Features

Doing Sports the Craig Way

For the Love of the Game

Doing Sports the Craig Way
Photo By Todd V. Wolfson

Craig Way is out of his sports-crazed mind. It's a Thanksgiving night, and he's foregoing the traditional after-meal living-room couch flop to broadcast a high school football game. From the roof of a pressbox. Without getting paid. Want more proof that Way is nuts? Okay: This game isn't some mammoth clash between two storied prep powerhouses on a 50,000-watt radio broadcast. It's a tiny station's coverage of a playoff game between a couple of schools in the state's lowest classification, 1A. It's Detroit vs. Italy in Royse City, whoever they are and wherever that is.

But for Way it all makes perfect sense. An acquaintance called him the day before, desperate to replace his play-by-play man. Way agreed to help, eschewing compensation, and when he got to the game, the only broadcast booth in the pressbox had been taken. So on to the roof in the out-of-the-way North Texas burg it was.

But on Thanksgiving night?

"I was trying to do the guy a favor," Way explains. "And, yes, I thought it'd be fun to see that game."

For Craig Way it's fun to see just about every game. The problem for the No. 2 voice of the Texas Longhorns and KVET radio talk show co-host is this: Sport is long and life is short. And there just isn't enough time to broadcast every contest. If there were, Way would be here, there, and anywhere with headset affixed.

The Thanksgiving craziness happened in 1990, well after Way had established himself with years of college sports broadcasting and only two seasons before he would become the color analysis for UT, one of the most prominent football programs in the country.

Even with those credentials, Way has maintained an enthusiasm for high school football in Texas that is unsurpassed. He's covered the game for almost 20 years. And since getting KRLD in Dallas to expand their 10-minute Friday night high school scoreboard show to a full hour in the mid-Eighties, he has done more to promote high school football, and other high school sports, than perhaps any single person in the state's history.

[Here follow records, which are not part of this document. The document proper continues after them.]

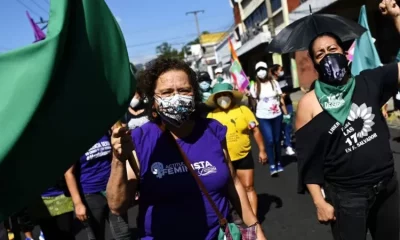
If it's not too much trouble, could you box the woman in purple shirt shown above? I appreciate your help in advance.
[107,58,265,240]
[65,133,130,240]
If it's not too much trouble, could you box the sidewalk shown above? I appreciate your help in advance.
[290,91,400,129]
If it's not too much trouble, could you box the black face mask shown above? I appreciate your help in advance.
[315,53,349,85]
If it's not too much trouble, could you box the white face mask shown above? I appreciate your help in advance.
[217,96,232,109]
[130,97,139,108]
[155,94,195,127]
[257,70,267,79]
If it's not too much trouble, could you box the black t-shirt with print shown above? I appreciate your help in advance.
[296,64,398,192]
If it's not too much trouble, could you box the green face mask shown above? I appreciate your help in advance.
[315,78,356,125]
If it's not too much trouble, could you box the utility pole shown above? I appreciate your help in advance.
[186,10,204,46]
[265,0,275,37]
[186,10,204,71]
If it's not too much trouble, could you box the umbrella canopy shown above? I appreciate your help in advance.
[268,14,366,54]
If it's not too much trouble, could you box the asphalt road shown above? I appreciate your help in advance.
[18,129,400,240]
[122,129,400,240]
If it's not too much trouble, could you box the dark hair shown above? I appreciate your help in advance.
[308,32,345,64]
[137,57,202,122]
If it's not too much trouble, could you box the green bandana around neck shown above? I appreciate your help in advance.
[315,78,356,125]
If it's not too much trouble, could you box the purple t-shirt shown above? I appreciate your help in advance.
[75,135,112,194]
[132,119,230,240]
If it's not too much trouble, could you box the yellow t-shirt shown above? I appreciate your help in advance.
[207,106,258,161]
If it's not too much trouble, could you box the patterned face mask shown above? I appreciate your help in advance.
[155,94,195,127]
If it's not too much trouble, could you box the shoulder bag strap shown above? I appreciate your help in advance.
[171,134,228,227]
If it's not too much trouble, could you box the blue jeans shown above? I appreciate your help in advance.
[82,193,132,240]
[257,115,282,165]
[282,105,293,148]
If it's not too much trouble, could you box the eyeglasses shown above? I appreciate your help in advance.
[154,88,193,98]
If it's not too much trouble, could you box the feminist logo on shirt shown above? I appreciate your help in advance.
[324,93,345,109]
[329,103,378,153]
[85,141,111,161]
[151,161,217,179]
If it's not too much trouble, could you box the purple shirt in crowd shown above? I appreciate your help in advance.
[132,119,230,240]
[75,135,112,194]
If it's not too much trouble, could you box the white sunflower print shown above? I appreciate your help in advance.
[347,103,375,138]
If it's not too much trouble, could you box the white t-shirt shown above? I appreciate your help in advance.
[250,80,282,119]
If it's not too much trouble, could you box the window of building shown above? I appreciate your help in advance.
[274,12,284,27]
[242,0,268,29]
[271,0,282,12]
[241,0,251,9]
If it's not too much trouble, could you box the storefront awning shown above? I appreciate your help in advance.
[289,0,338,22]
[236,32,272,56]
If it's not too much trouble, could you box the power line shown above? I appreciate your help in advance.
[123,15,228,36]
[31,0,48,13]
[127,34,197,48]
[127,25,231,48]
[16,0,40,17]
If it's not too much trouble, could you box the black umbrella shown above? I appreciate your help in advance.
[267,8,367,54]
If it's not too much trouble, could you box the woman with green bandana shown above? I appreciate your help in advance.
[296,0,400,240]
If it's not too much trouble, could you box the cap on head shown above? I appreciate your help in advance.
[256,62,268,71]
[197,72,212,83]
[214,68,223,74]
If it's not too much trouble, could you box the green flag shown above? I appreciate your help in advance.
[0,0,135,221]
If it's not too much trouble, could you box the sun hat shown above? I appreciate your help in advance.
[256,62,268,71]
[206,82,243,107]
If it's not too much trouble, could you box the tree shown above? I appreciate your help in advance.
[156,42,184,60]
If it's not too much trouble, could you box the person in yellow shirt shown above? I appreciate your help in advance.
[206,83,267,214]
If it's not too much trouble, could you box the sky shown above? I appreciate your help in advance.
[0,0,234,64]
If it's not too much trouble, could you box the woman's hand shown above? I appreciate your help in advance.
[258,151,268,165]
[315,201,336,223]
[111,127,135,161]
[379,0,400,17]
[74,203,87,222]
[256,224,267,240]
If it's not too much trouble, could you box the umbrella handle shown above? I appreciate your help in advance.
[115,121,140,179]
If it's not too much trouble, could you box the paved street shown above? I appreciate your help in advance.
[122,127,400,240]
[21,129,400,240]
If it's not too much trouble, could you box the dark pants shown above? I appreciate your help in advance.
[39,212,75,240]
[0,223,8,240]
[257,115,282,165]
[79,193,131,240]
[324,173,400,240]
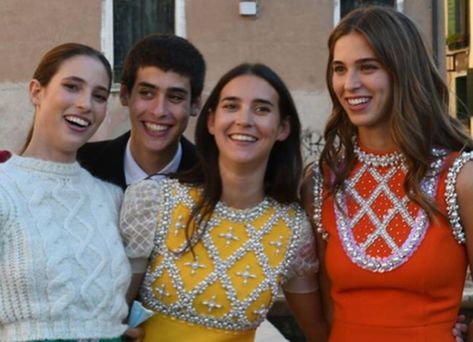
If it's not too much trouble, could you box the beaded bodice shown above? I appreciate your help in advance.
[141,181,307,331]
[314,147,460,272]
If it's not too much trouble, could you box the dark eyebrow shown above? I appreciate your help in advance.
[220,96,274,107]
[64,76,108,93]
[356,57,379,64]
[253,99,274,107]
[332,57,381,64]
[138,81,189,95]
[220,96,241,101]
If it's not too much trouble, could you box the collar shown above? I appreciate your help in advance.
[124,139,182,186]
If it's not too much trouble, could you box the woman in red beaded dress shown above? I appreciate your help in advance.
[0,150,11,163]
[302,7,473,342]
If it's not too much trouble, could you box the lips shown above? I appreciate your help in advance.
[64,115,92,130]
[346,96,371,106]
[230,134,254,142]
[144,122,171,132]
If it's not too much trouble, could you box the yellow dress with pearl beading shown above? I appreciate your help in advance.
[121,179,318,342]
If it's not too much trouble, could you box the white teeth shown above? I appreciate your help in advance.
[145,122,169,132]
[347,97,370,105]
[230,134,256,142]
[65,115,90,127]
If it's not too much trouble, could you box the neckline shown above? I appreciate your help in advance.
[215,196,271,221]
[353,141,405,167]
[8,154,81,177]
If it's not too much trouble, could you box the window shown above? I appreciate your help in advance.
[340,0,396,18]
[455,76,470,127]
[447,0,469,50]
[113,0,175,82]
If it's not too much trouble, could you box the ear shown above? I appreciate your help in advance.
[28,79,43,107]
[207,112,215,135]
[276,118,291,141]
[120,84,129,107]
[190,96,202,116]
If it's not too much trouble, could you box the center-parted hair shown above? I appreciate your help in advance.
[176,63,302,252]
[320,6,473,219]
[121,34,205,102]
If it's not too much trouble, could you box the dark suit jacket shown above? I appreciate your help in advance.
[77,131,197,189]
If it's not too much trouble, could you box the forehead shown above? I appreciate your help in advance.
[220,75,279,103]
[333,32,376,61]
[135,66,191,93]
[53,55,109,88]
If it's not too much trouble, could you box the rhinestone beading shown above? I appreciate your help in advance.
[353,143,405,167]
[314,146,447,272]
[445,152,473,244]
[141,180,304,331]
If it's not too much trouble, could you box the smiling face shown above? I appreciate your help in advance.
[120,66,197,171]
[331,32,392,136]
[29,55,109,162]
[207,75,290,171]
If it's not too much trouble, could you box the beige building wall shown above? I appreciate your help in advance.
[0,0,102,151]
[0,0,432,151]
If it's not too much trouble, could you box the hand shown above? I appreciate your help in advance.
[452,315,468,342]
[122,327,145,342]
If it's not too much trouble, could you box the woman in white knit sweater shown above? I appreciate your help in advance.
[0,43,130,341]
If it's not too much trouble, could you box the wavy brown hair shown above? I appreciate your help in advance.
[320,6,473,217]
[174,63,302,250]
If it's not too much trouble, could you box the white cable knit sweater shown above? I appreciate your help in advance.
[0,156,130,341]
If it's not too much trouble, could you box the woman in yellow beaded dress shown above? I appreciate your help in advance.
[121,64,325,342]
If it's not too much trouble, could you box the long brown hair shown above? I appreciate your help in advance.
[176,63,302,252]
[320,6,473,217]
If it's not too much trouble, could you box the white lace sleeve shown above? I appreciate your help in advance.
[120,180,160,273]
[283,217,319,293]
[445,152,473,243]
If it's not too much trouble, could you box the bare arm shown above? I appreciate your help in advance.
[126,273,145,308]
[301,170,332,327]
[284,291,328,342]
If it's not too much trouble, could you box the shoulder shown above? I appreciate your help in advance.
[445,151,473,243]
[77,131,130,164]
[79,167,123,200]
[447,152,473,200]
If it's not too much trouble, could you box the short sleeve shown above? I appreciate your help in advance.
[120,180,160,273]
[283,216,319,293]
[445,152,473,244]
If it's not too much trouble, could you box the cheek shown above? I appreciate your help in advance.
[95,103,107,122]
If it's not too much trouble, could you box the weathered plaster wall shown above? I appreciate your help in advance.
[0,0,101,151]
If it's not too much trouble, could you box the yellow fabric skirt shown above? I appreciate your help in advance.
[143,313,256,342]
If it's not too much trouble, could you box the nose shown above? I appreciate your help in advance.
[345,70,361,90]
[235,106,253,126]
[150,95,167,117]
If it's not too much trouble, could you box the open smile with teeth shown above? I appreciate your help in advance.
[144,122,170,132]
[230,134,257,142]
[64,115,91,128]
[347,97,370,106]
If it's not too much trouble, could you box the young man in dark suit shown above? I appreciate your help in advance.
[77,34,205,189]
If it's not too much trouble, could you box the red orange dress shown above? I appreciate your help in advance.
[314,143,473,342]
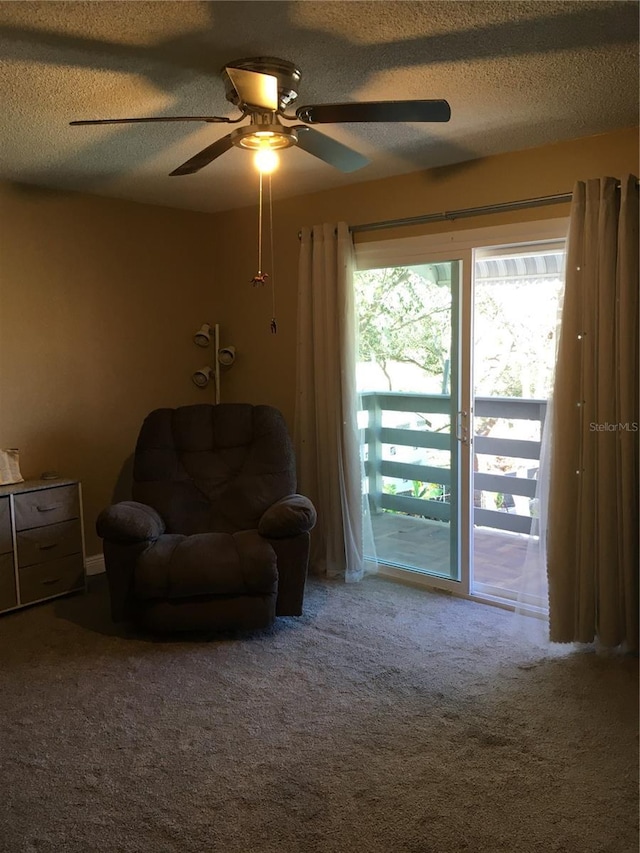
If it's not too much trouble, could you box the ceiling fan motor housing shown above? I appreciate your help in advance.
[221,56,302,112]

Way's love of the high school game only begins to describe the North Carolina native's fervor for sports and sports broadcasting. His Turkey Day pressbox perch rates as just a sampling of the lengths Way will travel, many times literally, to report on or witness "that game."

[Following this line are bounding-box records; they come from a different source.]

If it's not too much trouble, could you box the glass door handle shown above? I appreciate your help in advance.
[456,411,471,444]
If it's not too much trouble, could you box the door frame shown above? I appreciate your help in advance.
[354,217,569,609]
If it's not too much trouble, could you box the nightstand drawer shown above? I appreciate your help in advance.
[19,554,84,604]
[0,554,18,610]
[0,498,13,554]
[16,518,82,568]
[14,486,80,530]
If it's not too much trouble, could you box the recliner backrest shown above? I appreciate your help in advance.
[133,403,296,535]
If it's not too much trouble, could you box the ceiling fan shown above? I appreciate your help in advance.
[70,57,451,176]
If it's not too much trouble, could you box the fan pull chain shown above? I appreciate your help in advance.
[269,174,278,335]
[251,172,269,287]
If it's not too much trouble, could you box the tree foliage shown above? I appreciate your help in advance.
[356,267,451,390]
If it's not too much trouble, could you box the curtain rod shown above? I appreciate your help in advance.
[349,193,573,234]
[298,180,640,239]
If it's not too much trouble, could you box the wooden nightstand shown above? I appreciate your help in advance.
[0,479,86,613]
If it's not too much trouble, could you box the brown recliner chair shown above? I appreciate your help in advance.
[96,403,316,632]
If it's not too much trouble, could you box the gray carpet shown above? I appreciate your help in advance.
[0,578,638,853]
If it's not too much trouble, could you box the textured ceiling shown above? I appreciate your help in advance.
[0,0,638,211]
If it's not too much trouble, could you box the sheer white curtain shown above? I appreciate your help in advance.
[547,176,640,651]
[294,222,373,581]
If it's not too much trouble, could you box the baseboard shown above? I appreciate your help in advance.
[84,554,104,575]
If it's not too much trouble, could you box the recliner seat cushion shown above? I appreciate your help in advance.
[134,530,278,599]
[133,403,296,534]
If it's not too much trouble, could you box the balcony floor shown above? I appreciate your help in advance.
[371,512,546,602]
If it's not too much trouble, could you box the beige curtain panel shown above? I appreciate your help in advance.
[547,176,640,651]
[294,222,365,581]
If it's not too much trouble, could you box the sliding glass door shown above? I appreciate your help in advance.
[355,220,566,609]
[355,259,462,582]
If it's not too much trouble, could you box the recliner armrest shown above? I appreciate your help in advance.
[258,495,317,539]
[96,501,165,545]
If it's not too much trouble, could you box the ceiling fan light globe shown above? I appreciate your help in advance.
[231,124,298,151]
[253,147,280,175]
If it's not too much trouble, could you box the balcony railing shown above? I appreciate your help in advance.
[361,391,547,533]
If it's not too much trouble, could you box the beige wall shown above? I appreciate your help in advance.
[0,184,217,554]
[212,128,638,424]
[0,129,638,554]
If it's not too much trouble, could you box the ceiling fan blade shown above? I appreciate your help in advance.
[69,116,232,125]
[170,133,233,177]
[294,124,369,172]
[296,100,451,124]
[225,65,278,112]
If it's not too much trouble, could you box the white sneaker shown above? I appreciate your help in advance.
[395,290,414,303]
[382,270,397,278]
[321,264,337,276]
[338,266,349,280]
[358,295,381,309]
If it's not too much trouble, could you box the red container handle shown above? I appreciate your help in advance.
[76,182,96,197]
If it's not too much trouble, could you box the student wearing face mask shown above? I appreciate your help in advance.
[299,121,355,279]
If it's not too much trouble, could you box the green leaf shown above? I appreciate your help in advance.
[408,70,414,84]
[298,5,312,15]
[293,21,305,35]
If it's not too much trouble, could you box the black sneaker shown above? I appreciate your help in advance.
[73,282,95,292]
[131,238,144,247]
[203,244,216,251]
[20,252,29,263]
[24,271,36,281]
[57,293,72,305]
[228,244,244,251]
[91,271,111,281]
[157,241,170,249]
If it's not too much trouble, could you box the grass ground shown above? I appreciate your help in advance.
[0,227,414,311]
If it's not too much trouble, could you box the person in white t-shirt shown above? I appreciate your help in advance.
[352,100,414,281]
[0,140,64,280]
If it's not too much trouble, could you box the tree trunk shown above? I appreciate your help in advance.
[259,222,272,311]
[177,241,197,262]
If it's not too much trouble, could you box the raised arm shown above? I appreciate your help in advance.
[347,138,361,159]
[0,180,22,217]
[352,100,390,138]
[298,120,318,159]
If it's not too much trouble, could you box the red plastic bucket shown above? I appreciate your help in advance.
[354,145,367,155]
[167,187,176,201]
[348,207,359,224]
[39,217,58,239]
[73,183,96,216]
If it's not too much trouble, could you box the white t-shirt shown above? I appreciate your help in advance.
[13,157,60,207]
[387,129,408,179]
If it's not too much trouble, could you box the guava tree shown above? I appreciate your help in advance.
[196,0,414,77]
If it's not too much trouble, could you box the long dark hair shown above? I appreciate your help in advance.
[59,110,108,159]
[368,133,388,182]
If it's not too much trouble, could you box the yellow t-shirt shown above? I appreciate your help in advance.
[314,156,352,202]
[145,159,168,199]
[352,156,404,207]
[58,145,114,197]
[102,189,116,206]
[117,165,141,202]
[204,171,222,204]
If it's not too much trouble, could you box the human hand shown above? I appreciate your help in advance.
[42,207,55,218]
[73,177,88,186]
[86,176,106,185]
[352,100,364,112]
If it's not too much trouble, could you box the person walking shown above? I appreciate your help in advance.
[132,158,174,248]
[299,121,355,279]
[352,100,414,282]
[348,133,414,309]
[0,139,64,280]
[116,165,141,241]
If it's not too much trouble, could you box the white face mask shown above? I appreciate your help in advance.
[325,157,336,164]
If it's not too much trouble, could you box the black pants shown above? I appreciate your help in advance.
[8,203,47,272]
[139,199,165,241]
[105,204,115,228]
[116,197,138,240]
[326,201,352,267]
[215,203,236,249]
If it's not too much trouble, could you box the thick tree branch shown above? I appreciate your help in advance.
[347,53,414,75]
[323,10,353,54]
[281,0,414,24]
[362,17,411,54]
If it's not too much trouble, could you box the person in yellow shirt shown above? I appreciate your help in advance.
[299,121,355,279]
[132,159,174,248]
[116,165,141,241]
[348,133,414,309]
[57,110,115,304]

Way drops into his chair in the broadcast studio at Sports Radio KVET the Zone, across the parking lot from Whole Foods on Lamar, for his afternoon Sports Day show. It's been just over a year since KVET-AM went to an all-sports format. And it's easy to see why the Zone is sometimes referred to as the Testosterone Zone. This is no place for those in touch with their feminine side.

The small studio now contains six men. The on-air conversation, prompted by male callers, poses the burning questions of the day: How good are the New York Yankees, who have just won the World Series, and how bad is Texas A&M football coach R.C. Slocum, whose team has just been embarrassed by Oklahoma?

But the off-air conversation is more interesting.

"We've been told to tone down the word "ass,'" Way says.

Other members of the broadcast crew question the heterosexuality of you-know-who's now-famous nude bongo playing.

"When I heard he was playing the bongos naked with a bong on the table, I thought, "That's cool.' But then when I heard there was a guy in the room -- "

Way fits right in with the KVET sports guys, and then he doesn't. He won't often use the word "ass" on the air. And while his recall of details of games played decades ago inspires hours of story telling around KVET, his interests are relatively well-rounded compared to his jock-world mad coworkers.

"Most guys I know in this business spend their spare time watching ESPN or CNNSI," says KVET sports talk host Jon Madani. "Craig spends a lot of his spare time watching the History Channel -- In high school, Craig would have been the nerd. He would have been the guy who knew everything, who spent his time reading and researching."

But only when there wasn't a game on.

Yes, the word "nerd" does come up in conversation about Way. After finishing high school he did some acting in the North Carolina Shakespeare Festival, not a credential that would impress the average middle linebacker. And he says he might have been a history teacher had he not found his way to the microphone. His high school weight managed to reach to only about 130 pounds. He participated in organized sports, as an adequate glove but no-power city-league outfielder, only through his freshman year.

But Way's physical presence and his professional self-assurance eliminate any thoughts of skinny geekdom. He stands at least six feet tall. And the boyish face of the man who became the premier high school sports broadcaster in the state in the Eighties and early Nineties has filled out some with middle age, along with his frame. Still, Way, 39, carries an innocence and awe that weds him to the high school game.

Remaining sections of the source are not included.